Oleh karena ini, sudah saatnya
kita membuka jiwa kita dan mengasah hati individu kita agar merasakan hidup,
namun kita sering terhijab dengan pikiran kita dan perasaan kita sendiri, jadi
jalan menuju Allah pun akhirnya terhadang oleh tubuh kita yang sering dipenuhi
nafsu amarah, maka jika kita hanya dibalut dengan pikiran dan perasaan, maka
kita tak akan pernah terhubung pada Yang Maha Kuasa.

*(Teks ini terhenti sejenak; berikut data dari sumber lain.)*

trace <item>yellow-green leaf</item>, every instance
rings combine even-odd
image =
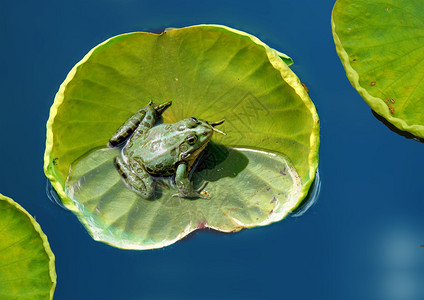
[[[0,299],[53,299],[54,255],[35,219],[0,194]]]
[[[351,84],[398,129],[424,137],[424,2],[337,0],[332,28]]]

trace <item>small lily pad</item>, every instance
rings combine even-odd
[[[398,129],[424,137],[424,2],[337,0],[332,28],[351,84]]]
[[[40,225],[0,194],[0,299],[53,299],[54,255]]]
[[[118,247],[155,248],[196,228],[234,231],[280,220],[305,198],[318,166],[318,116],[291,63],[256,37],[217,25],[111,38],[71,70],[56,95],[47,123],[45,173],[90,234]],[[153,202],[137,198],[113,169],[117,150],[93,152],[149,100],[172,100],[165,123],[191,116],[225,119],[219,129],[227,135],[215,134],[208,145],[225,168],[206,164],[193,173],[196,186],[209,181],[211,199],[171,197],[175,187],[164,181]],[[222,153],[243,159],[234,158],[238,164],[232,165]],[[285,168],[290,180],[265,187],[283,178]],[[266,197],[262,188],[270,188]],[[274,200],[272,193],[284,196]],[[255,210],[257,202],[263,203]],[[241,212],[242,206],[248,208]],[[244,214],[239,224],[236,213]]]

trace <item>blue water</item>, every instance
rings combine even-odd
[[[388,129],[349,84],[332,40],[333,4],[2,3],[0,192],[47,234],[55,299],[424,299],[424,144]],[[159,250],[95,242],[46,195],[54,95],[72,66],[111,36],[199,23],[241,29],[293,57],[321,119],[319,199],[300,217],[235,234],[204,230]]]

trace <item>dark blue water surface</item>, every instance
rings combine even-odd
[[[55,299],[424,299],[424,144],[389,130],[351,87],[331,35],[333,4],[2,3],[0,192],[47,234]],[[293,57],[321,119],[319,199],[301,217],[235,234],[202,231],[159,250],[95,242],[45,192],[54,95],[111,36],[199,23],[249,32]]]

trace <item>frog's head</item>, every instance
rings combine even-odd
[[[225,133],[215,128],[215,126],[223,122],[224,120],[207,122],[194,117],[180,121],[179,128],[184,128],[184,141],[179,146],[179,160],[194,162],[205,149],[214,131],[225,135]]]

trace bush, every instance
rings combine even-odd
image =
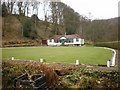
[[[37,38],[36,24],[37,17],[34,15],[31,19],[26,20],[23,23],[23,35],[24,37],[29,37],[31,39]]]
[[[3,47],[25,47],[25,46],[38,46],[39,43],[36,40],[10,40],[2,41]]]
[[[2,62],[2,73],[3,88],[14,88],[14,78],[25,73],[45,75],[50,88],[55,88],[58,84],[56,73],[51,68],[38,62],[4,60]]]
[[[82,81],[83,80],[83,81]],[[85,77],[85,78],[82,78],[82,83],[81,83],[81,87],[82,88],[90,88],[90,89],[92,89],[92,88],[96,88],[96,86],[97,86],[97,82],[96,82],[96,79],[95,78],[87,78],[87,77]]]

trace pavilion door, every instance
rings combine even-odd
[[[62,39],[62,45],[64,45],[65,44],[65,39]]]

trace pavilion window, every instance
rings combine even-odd
[[[59,43],[59,42],[61,42],[60,39],[55,39],[55,43]]]
[[[69,39],[66,39],[66,43],[69,43]]]
[[[73,39],[71,39],[71,43],[73,43]]]
[[[61,40],[60,39],[58,39],[58,43],[60,43],[61,42]]]
[[[52,39],[50,39],[50,42],[52,42]]]
[[[79,42],[79,39],[78,39],[78,38],[76,38],[76,42]]]
[[[70,42],[71,42],[71,40],[69,39],[69,40],[68,40],[68,42],[70,43]]]
[[[57,39],[54,39],[55,43],[57,43]]]

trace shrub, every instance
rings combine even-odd
[[[96,87],[96,79],[94,78],[83,78],[83,82],[81,83],[82,88],[95,88]]]
[[[70,75],[69,78],[71,81],[75,82],[77,81],[78,79],[80,79],[80,75],[78,72],[74,72],[72,75]]]
[[[35,40],[11,40],[2,41],[3,47],[25,47],[25,46],[37,46],[39,43]]]
[[[55,88],[59,80],[58,76],[51,68],[37,62],[4,60],[2,62],[2,73],[2,79],[4,81],[2,84],[3,88],[13,88],[13,79],[24,73],[30,75],[45,75],[50,88]]]

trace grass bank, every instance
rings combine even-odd
[[[98,42],[95,46],[99,47],[109,47],[113,49],[120,50],[120,41],[113,41],[113,42]]]

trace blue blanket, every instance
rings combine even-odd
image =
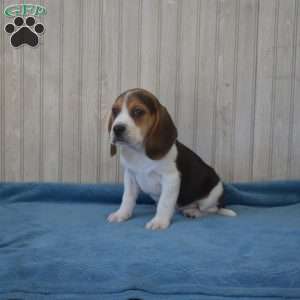
[[[119,185],[0,184],[0,299],[300,299],[300,182],[226,185],[235,218],[155,206],[109,224]],[[151,205],[150,205],[151,204]]]

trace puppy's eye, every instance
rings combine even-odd
[[[144,115],[145,111],[140,109],[140,108],[134,108],[132,111],[131,111],[131,115],[132,117],[134,118],[138,118],[138,117],[141,117],[142,115]]]
[[[119,114],[119,112],[120,110],[117,107],[113,107],[111,109],[111,114],[113,115],[114,118]]]

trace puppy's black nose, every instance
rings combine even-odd
[[[124,125],[124,124],[117,124],[117,125],[114,126],[113,130],[114,130],[115,136],[120,137],[125,132],[126,125]]]

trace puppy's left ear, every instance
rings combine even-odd
[[[155,122],[145,138],[146,155],[157,160],[165,156],[177,138],[177,129],[164,106],[159,104]]]
[[[112,126],[113,120],[112,120],[112,115],[110,114],[109,120],[108,120],[108,133],[111,131],[111,126]],[[114,156],[117,153],[117,147],[113,144],[110,144],[110,156]]]

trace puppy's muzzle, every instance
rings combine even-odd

Namun jika kita shalat lisan kita
dan hati individu kita serta perasaan kita akan bersatu menuju sesuatu
penyaksian, maka meski kesengsaraan dan kepayahan menghimpit kita, tidak ada
satu pun yang mampu menggoyahkan tekad kita jika hati individu kita sudah
tertanam aqidah dan jiwa sudah menjawab panggilan-Nya, sehingga kita dapat
menyaksikan Akbar-Nya.
Adapun didalam histories saat
Nabi Muhammad mengajak para sahabatnya untuk berhijrah ke Madinah, maka
bukanlah sebuah perjalanan yang mudah, karena jarak tempuh dari kota Mekah sampai
ke Madinah, sementara pada saat itu hanya bisa dilalui dengan jalan kaki atau
naik unta, adapun Nabi bersama rombongan membutuhkan waktu yang lama,
berbulan-bulan untuk tiba di Madinah, yang mana pada saat itu bernama Yasrib,
demikian pula tidak banyak umat islam yang siap menempuh medan yang berat
melewati padang pasir yang gersang dan berbahaya, apalagi dengan bekal makanan
dan minuman yang terbatas, pada saat inilah ujian berat bagi umat muslim,
apakah umat islam kalah dalam ujian ini ? ..... Apakah umat muslim memilih
mundur dari tantangan itu ? ...
Maka jawaban yang pasti yaitu
hanya kaum muslim yang memiliki iman yang kuat, yang berani menenmpuh
perjalanan sulit ini, dan Nabi tidak membutuhkan umat yang banyak dalam
peristiwa hijrah ini, adapun Nabi cukup memiliki sedikit sahabat sahabat yang
benar-benar teruji imannya, karena Nabi tidak membutuhkan umatnya yang
berhijrah karena harta atau wanita, adapun mereka yang terpilih adalah yang
melakukan hijrah karena Allah semata.
Jadi sekali lagiperlulah kita
ketahui, iman adalah cahaya yang mampu menembus sekat-sekat, karena daya
vibrasinya kuat, sehingga menggetarkan alam semesta, maka inilah awal mula
islam tersebar keseluruh penjuru dunia, karena modal iman yang kuat, islam
berkembang pesat sehingga saat ini setelah Nabi menanamkan pondasi agidah, yang
dipegang teguh oleh para sahabat, para tabiin serta kita-kita sebagai umatnya
hingga era kini.
Akan tetapi sekalipun saat ini
kita sudah mengucapkan syahadat sebagai sebuah kesaksian spiritual akan keesaan
Allah, dan Nabi Muhammad sebagai utusan-Nya serta kita pun mengaku sudah
beriman, namun akan tetapi kita sering merasakan hampa dalm kehidupan ini,
karena kita masih sedih, bingung, takut dan pesimis, serta kita pun tak
merasakan kehadiran Allah, karena pikiran dan perasaan kita lebih banyak
terikat dalam kehidupan duniawi.
Kita merasakan kesenangan karena
sensasi kesenangan duniawi baik berupa harta, tahta, istri atau anak-anak kita,
akan tetapi sebaliknya, kita pun menderita karena keinginan duniawi kita tak
terpenuhi dalam kehidupan sehari-hari, dan kita sering ter-tambat dengan istri
kita, anak-anak kita atau harta kita, maka disinilah sesungguhnya letak
persoalannya yang membuat kita sedih atau senang. Dalam sebuah hadist, nabi
bersabda yang artinya:
“Barang siapa yang mencintai sesuatu maka bersiaplah untuk disakiti
olehnya, barang siapa yang mencintai sesuatu maka dia akan diperbudaknya”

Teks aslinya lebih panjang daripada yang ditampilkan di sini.